Thursday, April 14, 2016

I'm Feeling Much Better


It took me a long time to recover from my illness.  I got better day by day and I would say I'm about  90% back.  I didn't leave the house for several days. I didn't let it stop me from playing online, but I did have to cut back my hours and get some extra sleep.

The first half of April has been eventful.

My son and his family came back from Germany and we took a 300-mile round trip ride to bring them back from the airport.

Someone was shot and killed about 100 feet from our house. Our neighborhood is always, well, interesting, but we haven't had any serious problems on our block, no doubt partly due to a law enforcement presence in the area.  My next door neighbor is a captain in the sheriffs department and for several years, when my wife was the neighborhood president, our community police officer was a regular visitor.

Two poker-realted items:

1. I'm up $12 for the month playing $1 SNGs.  I should be able to play better and more often now that I'm feeling better, and grind my bankroll up a little faster.

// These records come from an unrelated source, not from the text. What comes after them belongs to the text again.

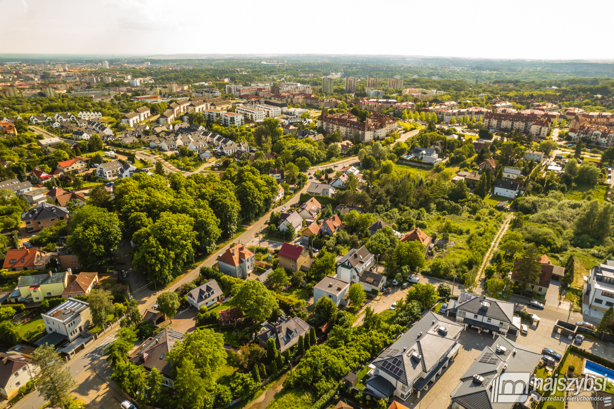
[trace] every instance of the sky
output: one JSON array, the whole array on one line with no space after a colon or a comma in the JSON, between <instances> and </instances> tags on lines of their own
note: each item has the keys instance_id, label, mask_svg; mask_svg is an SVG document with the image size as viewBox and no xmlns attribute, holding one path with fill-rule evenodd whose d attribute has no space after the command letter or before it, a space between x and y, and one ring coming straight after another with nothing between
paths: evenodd
<instances>
[{"instance_id":1,"label":"sky","mask_svg":"<svg viewBox=\"0 0 614 409\"><path fill-rule=\"evenodd\" d=\"M610 60L613 12L612 0L0 0L0 54Z\"/></svg>"}]
</instances>

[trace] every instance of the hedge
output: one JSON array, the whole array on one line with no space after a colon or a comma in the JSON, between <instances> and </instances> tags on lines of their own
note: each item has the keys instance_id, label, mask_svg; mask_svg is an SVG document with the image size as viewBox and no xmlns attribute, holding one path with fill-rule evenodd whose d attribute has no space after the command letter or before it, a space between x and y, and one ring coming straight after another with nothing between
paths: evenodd
<instances>
[{"instance_id":1,"label":"hedge","mask_svg":"<svg viewBox=\"0 0 614 409\"><path fill-rule=\"evenodd\" d=\"M311 409L323 409L326 406L326 404L328 403L328 401L335 396L337 389L339 389L339 384L337 384L335 388L322 395L322 397L317 400L317 402L311 405Z\"/></svg>"}]
</instances>

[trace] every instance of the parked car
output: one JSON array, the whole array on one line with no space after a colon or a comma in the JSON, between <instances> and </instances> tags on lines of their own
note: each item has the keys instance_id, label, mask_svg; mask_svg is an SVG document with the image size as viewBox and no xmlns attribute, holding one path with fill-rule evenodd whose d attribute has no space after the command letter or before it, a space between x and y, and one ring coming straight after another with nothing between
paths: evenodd
<instances>
[{"instance_id":1,"label":"parked car","mask_svg":"<svg viewBox=\"0 0 614 409\"><path fill-rule=\"evenodd\" d=\"M589 322L585 322L585 321L576 321L576 325L578 327L584 327L585 328L592 329L593 331L595 330L595 325Z\"/></svg>"},{"instance_id":2,"label":"parked car","mask_svg":"<svg viewBox=\"0 0 614 409\"><path fill-rule=\"evenodd\" d=\"M561 354L557 353L554 349L551 349L550 348L544 348L543 349L542 349L542 353L545 354L546 355L550 355L556 360L561 360L561 358L562 357L561 356Z\"/></svg>"},{"instance_id":3,"label":"parked car","mask_svg":"<svg viewBox=\"0 0 614 409\"><path fill-rule=\"evenodd\" d=\"M528 305L529 306L534 306L535 308L539 308L540 310L543 310L543 306L544 306L543 304L537 301L535 301L535 300L531 300L530 301L529 301L528 303L527 303L527 305Z\"/></svg>"}]
</instances>

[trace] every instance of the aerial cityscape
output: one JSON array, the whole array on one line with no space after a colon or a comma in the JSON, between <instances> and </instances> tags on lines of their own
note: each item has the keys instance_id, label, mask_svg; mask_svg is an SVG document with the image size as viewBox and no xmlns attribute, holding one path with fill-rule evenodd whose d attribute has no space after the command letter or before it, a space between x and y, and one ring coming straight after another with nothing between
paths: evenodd
<instances>
[{"instance_id":1,"label":"aerial cityscape","mask_svg":"<svg viewBox=\"0 0 614 409\"><path fill-rule=\"evenodd\" d=\"M603 44L2 4L0 409L613 407Z\"/></svg>"}]
</instances>

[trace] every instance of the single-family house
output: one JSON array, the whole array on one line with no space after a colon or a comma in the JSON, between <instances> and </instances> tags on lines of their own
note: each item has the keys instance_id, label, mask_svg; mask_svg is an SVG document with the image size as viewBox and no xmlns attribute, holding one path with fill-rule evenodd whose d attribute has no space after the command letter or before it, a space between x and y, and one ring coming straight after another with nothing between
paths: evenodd
<instances>
[{"instance_id":1,"label":"single-family house","mask_svg":"<svg viewBox=\"0 0 614 409\"><path fill-rule=\"evenodd\" d=\"M256 270L254 253L243 243L239 243L217 257L220 271L235 278L247 278Z\"/></svg>"},{"instance_id":2,"label":"single-family house","mask_svg":"<svg viewBox=\"0 0 614 409\"><path fill-rule=\"evenodd\" d=\"M495 196L500 196L509 199L513 199L520 190L520 185L511 181L495 181Z\"/></svg>"},{"instance_id":3,"label":"single-family house","mask_svg":"<svg viewBox=\"0 0 614 409\"><path fill-rule=\"evenodd\" d=\"M330 299L337 306L340 304L345 305L345 301L343 299L348 294L348 289L349 282L348 281L327 276L313 287L313 303L316 305L317 300L324 297Z\"/></svg>"},{"instance_id":4,"label":"single-family house","mask_svg":"<svg viewBox=\"0 0 614 409\"><path fill-rule=\"evenodd\" d=\"M281 222L279 224L279 230L285 232L289 226L292 226L296 233L300 230L303 225L303 217L297 211L292 213L282 213Z\"/></svg>"},{"instance_id":5,"label":"single-family house","mask_svg":"<svg viewBox=\"0 0 614 409\"><path fill-rule=\"evenodd\" d=\"M279 317L274 322L266 322L258 332L258 343L266 348L269 338L275 340L275 346L283 353L294 346L302 335L309 337L311 326L297 317Z\"/></svg>"},{"instance_id":6,"label":"single-family house","mask_svg":"<svg viewBox=\"0 0 614 409\"><path fill-rule=\"evenodd\" d=\"M202 306L209 307L220 301L223 295L217 281L211 280L188 292L188 303L198 311Z\"/></svg>"},{"instance_id":7,"label":"single-family house","mask_svg":"<svg viewBox=\"0 0 614 409\"><path fill-rule=\"evenodd\" d=\"M495 300L461 291L458 300L451 300L446 314L462 322L465 329L475 328L480 333L497 334L508 332L516 335L520 330L520 319L514 319L514 303ZM518 318L518 317L517 317Z\"/></svg>"},{"instance_id":8,"label":"single-family house","mask_svg":"<svg viewBox=\"0 0 614 409\"><path fill-rule=\"evenodd\" d=\"M312 197L298 208L298 214L303 219L315 219L322 211L322 204Z\"/></svg>"},{"instance_id":9,"label":"single-family house","mask_svg":"<svg viewBox=\"0 0 614 409\"><path fill-rule=\"evenodd\" d=\"M316 183L312 182L307 188L307 193L314 196L326 196L332 197L336 192L335 187L325 183Z\"/></svg>"},{"instance_id":10,"label":"single-family house","mask_svg":"<svg viewBox=\"0 0 614 409\"><path fill-rule=\"evenodd\" d=\"M515 180L521 173L522 171L519 169L514 169L513 168L503 168L503 177L505 179Z\"/></svg>"},{"instance_id":11,"label":"single-family house","mask_svg":"<svg viewBox=\"0 0 614 409\"><path fill-rule=\"evenodd\" d=\"M85 297L90 294L91 289L98 282L98 273L84 271L79 274L71 274L68 276L68 285L62 291L61 296L64 298Z\"/></svg>"},{"instance_id":12,"label":"single-family house","mask_svg":"<svg viewBox=\"0 0 614 409\"><path fill-rule=\"evenodd\" d=\"M305 267L309 258L309 252L304 247L287 243L281 245L278 255L279 265L291 271L298 271Z\"/></svg>"}]
</instances>

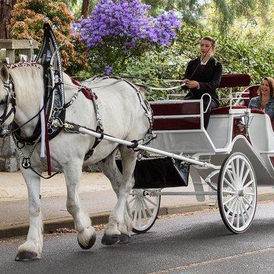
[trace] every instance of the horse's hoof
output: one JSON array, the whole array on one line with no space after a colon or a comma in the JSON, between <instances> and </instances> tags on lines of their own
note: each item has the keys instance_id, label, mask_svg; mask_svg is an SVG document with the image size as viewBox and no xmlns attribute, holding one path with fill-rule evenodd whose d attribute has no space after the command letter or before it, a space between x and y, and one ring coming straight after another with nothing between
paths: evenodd
<instances>
[{"instance_id":1,"label":"horse's hoof","mask_svg":"<svg viewBox=\"0 0 274 274\"><path fill-rule=\"evenodd\" d=\"M92 247L93 245L95 244L95 241L96 241L96 234L94 234L92 235L92 236L90 238L89 242L88 242L88 245L85 247L84 245L83 245L79 241L79 239L77 238L77 241L78 241L78 244L81 247L82 249L89 249L91 247Z\"/></svg>"},{"instance_id":2,"label":"horse's hoof","mask_svg":"<svg viewBox=\"0 0 274 274\"><path fill-rule=\"evenodd\" d=\"M32 251L21 251L18 252L15 257L16 261L32 261L38 259L37 253Z\"/></svg>"},{"instance_id":3,"label":"horse's hoof","mask_svg":"<svg viewBox=\"0 0 274 274\"><path fill-rule=\"evenodd\" d=\"M104 245L115 245L121 241L121 235L107 236L103 234L101 242Z\"/></svg>"},{"instance_id":4,"label":"horse's hoof","mask_svg":"<svg viewBox=\"0 0 274 274\"><path fill-rule=\"evenodd\" d=\"M120 235L120 242L122 244L127 244L129 242L130 237L127 234Z\"/></svg>"}]
</instances>

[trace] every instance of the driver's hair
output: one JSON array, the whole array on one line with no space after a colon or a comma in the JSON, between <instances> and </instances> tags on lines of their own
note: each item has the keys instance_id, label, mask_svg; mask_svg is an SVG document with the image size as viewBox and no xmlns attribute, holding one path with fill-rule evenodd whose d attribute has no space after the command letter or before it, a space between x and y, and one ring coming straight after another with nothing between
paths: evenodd
<instances>
[{"instance_id":1,"label":"driver's hair","mask_svg":"<svg viewBox=\"0 0 274 274\"><path fill-rule=\"evenodd\" d=\"M258 89L258 95L262 96L261 86L262 86L262 82L264 80L266 80L269 83L269 88L270 88L270 96L271 97L274 97L274 79L271 77L264 77L263 78L263 79L262 80L261 84L260 85L260 87Z\"/></svg>"},{"instance_id":2,"label":"driver's hair","mask_svg":"<svg viewBox=\"0 0 274 274\"><path fill-rule=\"evenodd\" d=\"M201 42L203 40L207 40L208 41L211 42L212 43L212 47L216 47L216 46L217 45L216 45L216 40L215 40L214 38L212 38L210 37L210 36L204 36L204 37L203 37L203 38L201 39Z\"/></svg>"}]
</instances>

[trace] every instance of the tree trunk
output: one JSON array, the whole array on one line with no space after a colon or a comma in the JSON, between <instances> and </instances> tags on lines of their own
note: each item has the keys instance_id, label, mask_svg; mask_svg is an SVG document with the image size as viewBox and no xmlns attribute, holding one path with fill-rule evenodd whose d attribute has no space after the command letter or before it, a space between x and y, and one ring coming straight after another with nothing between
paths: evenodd
<instances>
[{"instance_id":1,"label":"tree trunk","mask_svg":"<svg viewBox=\"0 0 274 274\"><path fill-rule=\"evenodd\" d=\"M16 0L0 0L0 39L10 38L9 25Z\"/></svg>"},{"instance_id":2,"label":"tree trunk","mask_svg":"<svg viewBox=\"0 0 274 274\"><path fill-rule=\"evenodd\" d=\"M83 0L82 4L81 14L84 18L87 18L88 15L88 8L90 5L90 0Z\"/></svg>"}]
</instances>

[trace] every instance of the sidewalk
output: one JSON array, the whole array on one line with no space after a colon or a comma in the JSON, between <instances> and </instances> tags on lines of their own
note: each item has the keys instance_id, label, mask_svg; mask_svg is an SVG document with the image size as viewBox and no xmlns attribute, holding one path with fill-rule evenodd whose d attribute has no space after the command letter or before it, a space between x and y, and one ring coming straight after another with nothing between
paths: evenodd
<instances>
[{"instance_id":1,"label":"sidewalk","mask_svg":"<svg viewBox=\"0 0 274 274\"><path fill-rule=\"evenodd\" d=\"M193 191L187 188L166 188L164 191ZM207 186L205 190L208 191ZM259 188L259 201L274 199L274 188ZM66 188L64 175L41 179L42 212L45 231L60 227L73 227L71 216L66 208ZM105 223L114 207L116 198L110 182L102 173L83 173L80 184L83 208L89 213L94 225ZM214 201L197 202L195 196L162 196L160 214L169 214L209 208ZM20 172L0 173L0 239L26 234L28 229L27 188Z\"/></svg>"}]
</instances>

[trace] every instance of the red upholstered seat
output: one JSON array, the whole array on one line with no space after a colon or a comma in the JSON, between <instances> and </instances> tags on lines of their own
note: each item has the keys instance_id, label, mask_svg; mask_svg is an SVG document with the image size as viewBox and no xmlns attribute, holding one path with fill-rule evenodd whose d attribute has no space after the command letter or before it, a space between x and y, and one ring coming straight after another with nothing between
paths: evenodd
<instances>
[{"instance_id":1,"label":"red upholstered seat","mask_svg":"<svg viewBox=\"0 0 274 274\"><path fill-rule=\"evenodd\" d=\"M256 113L258 114L265 114L264 110L257 110L256 108L253 108L253 110L251 110L251 113Z\"/></svg>"},{"instance_id":2,"label":"red upholstered seat","mask_svg":"<svg viewBox=\"0 0 274 274\"><path fill-rule=\"evenodd\" d=\"M246 106L245 105L232 105L232 110L239 110L239 109L243 109L243 108L247 108ZM213 110L211 110L211 115L219 115L219 114L228 114L229 112L230 107L227 106L227 107L221 107L221 108L214 108Z\"/></svg>"},{"instance_id":3,"label":"red upholstered seat","mask_svg":"<svg viewBox=\"0 0 274 274\"><path fill-rule=\"evenodd\" d=\"M219 88L235 88L250 85L251 78L248 74L224 74Z\"/></svg>"},{"instance_id":4,"label":"red upholstered seat","mask_svg":"<svg viewBox=\"0 0 274 274\"><path fill-rule=\"evenodd\" d=\"M243 98L249 97L248 99L243 100L243 101L245 101L243 105L248 107L250 100L253 97L256 97L256 96L258 96L257 92L258 92L259 87L260 87L260 85L251 86L249 86L248 88L247 88L243 91L244 92L249 92L249 94L243 94L242 95L242 97L243 97Z\"/></svg>"},{"instance_id":5,"label":"red upholstered seat","mask_svg":"<svg viewBox=\"0 0 274 274\"><path fill-rule=\"evenodd\" d=\"M149 104L153 111L153 130L201 129L199 101L158 101L149 102ZM191 115L193 117L191 117Z\"/></svg>"}]
</instances>

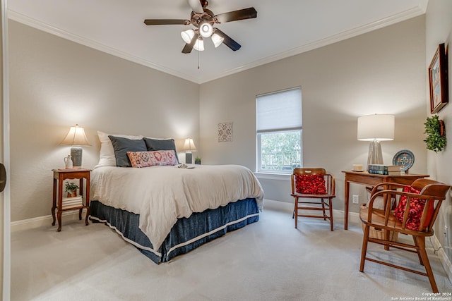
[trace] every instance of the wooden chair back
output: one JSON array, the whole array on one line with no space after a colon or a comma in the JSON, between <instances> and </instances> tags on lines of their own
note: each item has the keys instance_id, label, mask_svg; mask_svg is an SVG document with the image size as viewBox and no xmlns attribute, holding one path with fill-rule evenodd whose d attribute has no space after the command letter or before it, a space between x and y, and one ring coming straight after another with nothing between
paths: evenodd
<instances>
[{"instance_id":1,"label":"wooden chair back","mask_svg":"<svg viewBox=\"0 0 452 301\"><path fill-rule=\"evenodd\" d=\"M321 175L325 178L325 185L328 195L335 195L335 180L333 175L326 173L326 170L322 168L296 168L291 176L292 182L292 194L295 193L295 182L296 175Z\"/></svg>"}]
</instances>

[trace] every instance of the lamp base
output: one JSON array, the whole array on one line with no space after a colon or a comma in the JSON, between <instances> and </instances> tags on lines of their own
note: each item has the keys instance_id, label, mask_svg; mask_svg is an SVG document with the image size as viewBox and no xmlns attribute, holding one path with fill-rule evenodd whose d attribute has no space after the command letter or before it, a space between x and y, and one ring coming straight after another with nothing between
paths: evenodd
<instances>
[{"instance_id":1,"label":"lamp base","mask_svg":"<svg viewBox=\"0 0 452 301\"><path fill-rule=\"evenodd\" d=\"M191 164L191 152L186 152L185 153L185 163L189 163L190 164Z\"/></svg>"},{"instance_id":2,"label":"lamp base","mask_svg":"<svg viewBox=\"0 0 452 301\"><path fill-rule=\"evenodd\" d=\"M71 147L71 157L73 169L80 169L82 168L82 148L81 147Z\"/></svg>"},{"instance_id":3,"label":"lamp base","mask_svg":"<svg viewBox=\"0 0 452 301\"><path fill-rule=\"evenodd\" d=\"M381 145L378 140L374 140L369 145L369 155L367 156L367 170L369 164L383 164L383 154Z\"/></svg>"}]
</instances>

2. I'm planning to play a live tournament this weekend, and I've been working on memorizing the top 20% of hands so that I can get used to increasing the number of hands in my opening range in that tournament.  I open between 10% and 15% of my hands in live tournaments, and since most of the pros open with around 20% it's time for me to get comfortable doing that.

I was surprised that A4s (ace-four suited) was in that range.  I'm uncomfortable playing hands with weak kickers--but when I thought about it, A4s being in top 20% made perfect sense.  Not only could the ace take down a hand by itself, but it's also a hand that can make a lot of very big hands like ace-high straights and flushes.  I play a lot of speculative hands when effective stacks are large, so that hand should most definitely be in my range.

I find myself doing this a lot as I work to improve at poker.  One of my strengths is that I'm honest with myself about when I'm good at something and when I'm not.  When I identify a weakness I often find that bring structure to the issue will force me out of a my comfort zone and help me turn that weakness into a strength.

I never run out of things to work on, in fact, the number of things I have to do to improve my play somethings seems overwhelming.  But in my plodding, one-small-step at a time learning style, I eventually it.done.  The elephant in the room that I will have to deal with soon is bluffing.  I have no feel for it at all.

I've taken some small steps, such as opening with a lot more suited connectors as semibluffs--but there is a lot more to be done.  Fortunately, as with any aspect of poker, there is a lot of study material available.  Many poker books discuss certain spots or conditions that are good for bluffling.  The math nerds are on the job, talking about game theory concepts like Optimal Bluffing Freqeuncy.

For anyone who wants to get better, the information is out there.  I just have to take advantage of it.